The short answer to that question is that we, as a population, are producing more food with less soil, and the soil is getting poorer with each passing year. As you've probably already figured out, the food we grow gets most of its nutrition from the soil. Of course, you need sunlight and water, too, but the soil is the source of much of the vitamin, mineral, and trace mineral content in our food. Today, farmers don't allow fields to lie fallow much, and don't re-mineralize the soil, and as a result we have food that looks the same (or even better) than it did 50 years ago, but has some serious nutrition problems.

For instance, according to the Kushi Institute of Becket, Massachusetts, the vitamin and mineral content in our fresh vegetables have declined a lot. They studied USDA nutrient data that covers the years from 1975 to 1997. According to their study, average calcium levels in 12 fresh vegetables have declined 27 percent, iron levels have dropped 37 percent, vitamin A levels, 21 percent; and vitamin C levels, 30 percent. In other words, Popeye wouldn't get nearly the same bang for his buck out of a can of today's spinach as he would from a can of spinach of the 1975 vintage.

Now carry that same nutrition gap up the food chain. If you're not a vegetarian, then not only are you eating nutrient-poor vegetables, but the source of your meat is also becoming nutrient-poor. Cows, pigs, lambs, and other animals are being fed lower-quality grass, hay, and other vegetative matter (I won't get into the whole debate about livestock feed because it is way too complicated). Suffice to say that the nutritional content of all of our foods (unless we grow it ourselves) is getting lousier by the year, resulting in nutrition problems that many of us aren't even aware of.

What to Do About Nutrition Problems in the Modern Diet
I live on a micro-farm so I can grow some of my own food. We grow some fresh vegetables for ourselves, and we grow most of our own hay for our horses. We fertilize with natural substances (manure, emulsified fish "goo," and volcanic rock dust mixed with blue-green algae) as much as possible.

But this doesn't cover our food for the whole year. So like most other people, we have to shop for food in our local stores. Knowing what I know about the nutritional content of the food I'm buying, I don't worry so much about buying the right stuff there. Instead, I focus on creating a foundation with supplements that I know circumvent the nutrition problems created by food I buy at the grocery store.

On a daily basis I consume:

1. High-Quality Probiotics and Enzymes: acidophilus, bifidus, and enzymes fortified with mycopepsin and cayenne

2. Blue-Green Algae: never heated above 105 degrees and freeze dried at the source in Klamath Lake, both with and without the cell wall

3. Antioxidants: wheat sprouts, coenzyme Q10, stem cell support, and WGP beta-glucan for a boost in immunity

With these three categories of supplements, I know I've got all the nutritional bases covered.

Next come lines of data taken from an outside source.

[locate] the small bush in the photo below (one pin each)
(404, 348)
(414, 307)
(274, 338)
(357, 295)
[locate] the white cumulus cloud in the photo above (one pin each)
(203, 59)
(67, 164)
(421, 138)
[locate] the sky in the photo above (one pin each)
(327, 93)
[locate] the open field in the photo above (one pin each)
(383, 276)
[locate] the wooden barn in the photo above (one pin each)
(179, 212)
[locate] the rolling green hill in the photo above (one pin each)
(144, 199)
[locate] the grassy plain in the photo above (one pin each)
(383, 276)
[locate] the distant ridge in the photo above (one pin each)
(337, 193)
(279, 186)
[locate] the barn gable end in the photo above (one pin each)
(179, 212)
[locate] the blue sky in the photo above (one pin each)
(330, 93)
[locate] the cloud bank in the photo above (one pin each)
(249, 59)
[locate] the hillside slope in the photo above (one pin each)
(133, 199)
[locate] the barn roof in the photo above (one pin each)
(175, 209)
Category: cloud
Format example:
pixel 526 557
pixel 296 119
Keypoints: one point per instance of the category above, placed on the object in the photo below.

That doesn't mean I live on jelly doughnuts and Cheetos, but it does mean that I don't worry so much about whether I buy this brand of carrots or that brand. The same goes for our dogs and cats. We buy the best available natural food possible for them, and then fill in the nutritional gaps with some of the items I've listed above. The horses get the same treatment: my wife views hay as horse entertainment, not as total nutrition.

The really neat thing is that it doesn't take much to solve these nutrition problems. The list above may seem like a lot, but it's not. It's a few capsules in the morning and a few at night. The horses, dogs, and cat get even less because they don't live with as much stress as humans do, so they need even less help. The cost of these supplements isn't huge, and the fact that I get to skip worrying about what I'm eating is totally priceless!